Birleşmiş Milletler İklim Değişikliği Çerçeve Sözleşmesi kapsamında her yıl düzenlenen COP toplantılarının 27’ncisi olan COP 27 2022’nin Kasım ayında Mısır’ın Şarm El Şeyh kentinde yapıldı. Toplantı öncesinde konuyla ilgili tartışmaların odağında, 2015 Paris Anlaşması’nda yer alan küresel sıcaklık artışını yüzyıl sonuna kadar 2 derecenin altında tutmak, tercihen 1,5 derece ile sınırlandırmak ve karbon emisyonlarını 2050 itibarı ile sıfırlamak hedefleri vardı. Göründüğü kadarıyla 1,5 derece hedefini tutturmak giderek zorlaşıyor, çünkü bütün ülkeler aynı hız ve samimiyetle çalışmıyor bu konuda.

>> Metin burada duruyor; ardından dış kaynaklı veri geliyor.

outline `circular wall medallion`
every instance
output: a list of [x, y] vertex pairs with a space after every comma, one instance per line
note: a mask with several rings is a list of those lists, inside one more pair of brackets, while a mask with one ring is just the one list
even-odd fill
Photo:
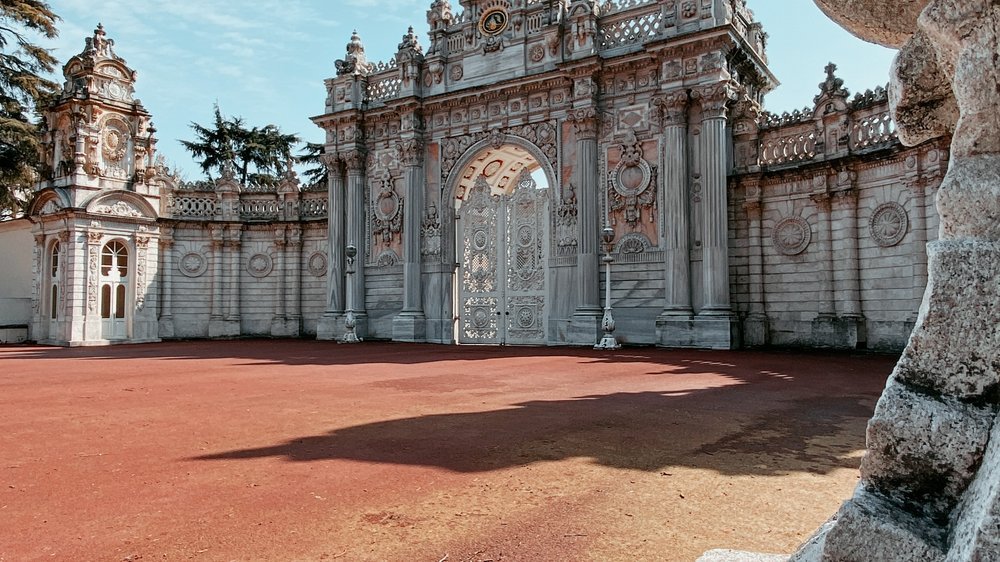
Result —
[[451, 75], [452, 82], [458, 82], [465, 75], [465, 69], [462, 68], [460, 64], [451, 65], [451, 70], [448, 71]]
[[542, 62], [542, 59], [545, 58], [545, 47], [533, 45], [528, 51], [528, 56], [531, 58], [531, 62]]
[[208, 260], [198, 252], [188, 252], [177, 262], [177, 269], [185, 277], [200, 277], [208, 269]]
[[267, 254], [254, 254], [247, 260], [247, 273], [254, 277], [267, 277], [273, 267], [274, 262]]
[[488, 178], [493, 177], [497, 172], [500, 171], [501, 166], [503, 166], [503, 162], [501, 162], [500, 160], [494, 160], [483, 168], [483, 175]]
[[876, 207], [868, 223], [872, 238], [883, 248], [899, 244], [906, 236], [909, 225], [906, 209], [896, 202], [882, 203]]
[[483, 17], [479, 19], [479, 32], [487, 37], [500, 35], [507, 29], [510, 18], [507, 10], [502, 7], [491, 8], [483, 12]]
[[779, 253], [795, 256], [809, 247], [812, 230], [802, 217], [785, 217], [774, 225], [771, 239]]
[[472, 247], [478, 251], [486, 249], [486, 244], [489, 242], [489, 238], [486, 236], [485, 230], [477, 230], [472, 233]]
[[642, 159], [636, 163], [626, 163], [622, 160], [611, 172], [611, 185], [625, 197], [634, 197], [646, 191], [652, 179], [653, 170]]
[[309, 273], [312, 273], [316, 277], [323, 277], [326, 275], [326, 265], [327, 259], [326, 254], [323, 252], [315, 252], [313, 255], [309, 256]]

COP 27’de 1,5 derece hedefine ulaşmayı güvence altına alma yönünde kayda değer bir adım atılmadı. En önemli karar iklim değişikliğinden etkilenen yoksul ülkeler için zengin ülkelerin katkılarıyla bir fon hazırlanmasının kabulü oldu. Yoksul ülkelerin zararlarını karşılamak ve uyum yatırımlarında kullanılmak üzere planlanan bu fon 260 milyon ABD dolarına yaklaşıyor.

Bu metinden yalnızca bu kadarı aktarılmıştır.